GSA Connects 2022 meeting in Denver, Colorado

Paper No. 179-3
Presentation Time: 2:10 PM

HYDROCLIMATE AND THERMOMETRY OF A REGIONAL EARLY HOLOCENE WET PERIOD RECORDED IN A UNIQUE FLUVIAL TUFA SYSTEM FROM THE LAS VEGAS VALLEY, NEVADA


SPRINGER, Kathleen1, HUDSON, Adam2 and PIGATI, Jeff1, (1)U.S. Geological Survey, Denver Federal Center, Box 25046, MS 980, Denver, CO 80225, (2)U.S. Geological Survey, Geosciences and Environmental Change Science Center, P.O. Box 25046, DFC, MS 980, Denver, CO 80225

The Las Vegas Formation contains a sequence of paleospring deposits that records more than a half million years of hydrologic fluctuations in the Las Vegas Valley. The final significant groundwater discharge event occurred during the early Holocene when spring-fed streams created a tufa-bearing fluvial network that covered ~225 km2 of the valley floor. Radiocarbon ages from organic material intercalated with the microbial precipitated tufa indicate this multi-channel braided system persisted between 10.87 and 8.52 ka.

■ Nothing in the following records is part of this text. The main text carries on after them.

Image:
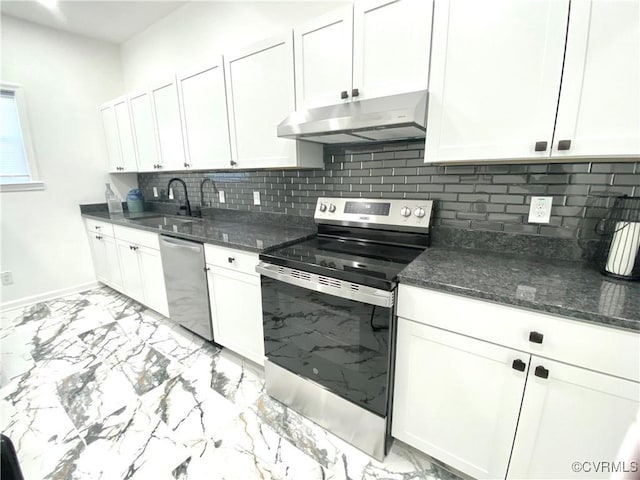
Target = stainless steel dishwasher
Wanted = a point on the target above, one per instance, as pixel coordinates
(185, 278)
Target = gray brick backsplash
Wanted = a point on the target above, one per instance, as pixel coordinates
(477, 197)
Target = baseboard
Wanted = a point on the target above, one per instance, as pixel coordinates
(43, 297)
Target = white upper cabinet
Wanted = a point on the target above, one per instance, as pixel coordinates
(110, 126)
(166, 114)
(144, 132)
(119, 137)
(391, 41)
(375, 48)
(260, 94)
(599, 109)
(204, 117)
(123, 121)
(495, 76)
(324, 59)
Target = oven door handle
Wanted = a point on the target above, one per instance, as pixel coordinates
(310, 281)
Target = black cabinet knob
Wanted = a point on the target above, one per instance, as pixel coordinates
(564, 144)
(541, 372)
(541, 146)
(535, 337)
(519, 365)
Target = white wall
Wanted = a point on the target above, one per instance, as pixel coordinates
(191, 35)
(65, 77)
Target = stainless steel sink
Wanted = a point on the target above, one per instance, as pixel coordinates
(163, 221)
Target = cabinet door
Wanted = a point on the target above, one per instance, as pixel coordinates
(495, 76)
(125, 134)
(114, 275)
(236, 311)
(599, 109)
(391, 41)
(152, 278)
(131, 282)
(110, 126)
(204, 117)
(323, 59)
(457, 398)
(144, 132)
(99, 256)
(261, 94)
(166, 111)
(574, 415)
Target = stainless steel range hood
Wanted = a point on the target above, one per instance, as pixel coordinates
(396, 117)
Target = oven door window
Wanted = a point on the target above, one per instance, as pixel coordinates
(340, 344)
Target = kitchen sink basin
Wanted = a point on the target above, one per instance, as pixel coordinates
(163, 221)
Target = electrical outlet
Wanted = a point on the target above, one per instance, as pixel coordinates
(7, 278)
(540, 209)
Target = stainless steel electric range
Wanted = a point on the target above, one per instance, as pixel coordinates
(329, 314)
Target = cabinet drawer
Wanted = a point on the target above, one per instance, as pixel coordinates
(231, 259)
(584, 344)
(137, 237)
(96, 226)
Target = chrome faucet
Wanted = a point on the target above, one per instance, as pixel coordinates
(186, 195)
(207, 179)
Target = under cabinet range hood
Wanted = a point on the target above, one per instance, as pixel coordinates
(395, 117)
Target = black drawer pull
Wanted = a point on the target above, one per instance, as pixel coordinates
(541, 146)
(519, 365)
(541, 372)
(564, 144)
(535, 337)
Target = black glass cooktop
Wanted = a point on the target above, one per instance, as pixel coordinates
(372, 264)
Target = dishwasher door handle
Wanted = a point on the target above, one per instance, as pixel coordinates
(177, 243)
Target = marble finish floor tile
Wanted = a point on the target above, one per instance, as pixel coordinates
(96, 386)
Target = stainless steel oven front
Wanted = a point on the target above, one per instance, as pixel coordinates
(329, 352)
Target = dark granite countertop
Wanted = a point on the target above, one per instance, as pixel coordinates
(253, 237)
(567, 288)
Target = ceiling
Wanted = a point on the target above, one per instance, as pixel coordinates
(114, 21)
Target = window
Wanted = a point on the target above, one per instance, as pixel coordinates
(17, 160)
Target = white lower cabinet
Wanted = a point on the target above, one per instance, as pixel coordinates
(517, 401)
(457, 398)
(105, 259)
(574, 415)
(236, 301)
(130, 262)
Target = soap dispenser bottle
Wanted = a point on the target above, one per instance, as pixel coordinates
(113, 201)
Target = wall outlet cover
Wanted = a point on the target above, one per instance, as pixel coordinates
(540, 209)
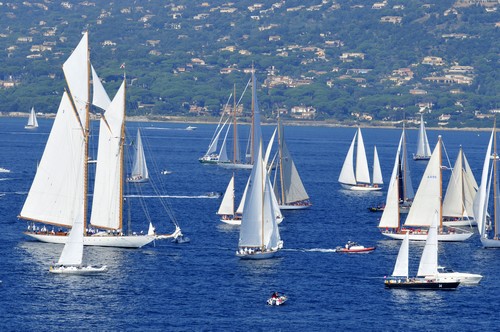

The scale of the system and the diversity of tufa fabrics represented is novel in North America and offers an excellent opportunity to gain insight into the source and temperature of groundwater discharging onto the valley floor during the early Holocene. We measured oxygen and carbon isotopic compositions and determined clumped isotope paleotemperatures for early Holocene tufa at 672 m and from tufa forming today at Cold Creek Spring at 1930 m in the Spring Mountains. Modern tufa yielded d18O and d13C values that are consistent with the fossil tufa. Predicted d18O values of the host waters are also consistent with measured d18O values at Cold Creek Spring, implying similar source waters as well as equilibrium conditions of the tufa carbonate precipitation. Clumped isotope temperatures of Cold Creek tufa range from 12±4 to 17±3 °C, which align with measured summer temperatures (12-16 °C) of the emergent groundwater. The early Holocene tufa yielded clumped isotope temperatures ranging from 11±3 to 20±3 °C, indicating cold spring water flowed in streams on the valley floor and tufa precipitated at temperatures that occur only at mountain elevations today. Calculated summer air temperatures in the Las Vegas Valley were on average nearly ten degrees cooler than summer air temperatures recorded thus far during the 21st century. Clumped isotopic thermometry of precisely dated tufa provides a new source of high-resolution data to interpret hydroclimate and paleoenvironmental conditions during the early Holocene. Combined with nearby paleospring, pluvial lake and speleothem records, our results support an early Holocene wet period in the southern Great Basin and show that millennial-scale regional hydroclimate variations supersede those driven solely by insolation.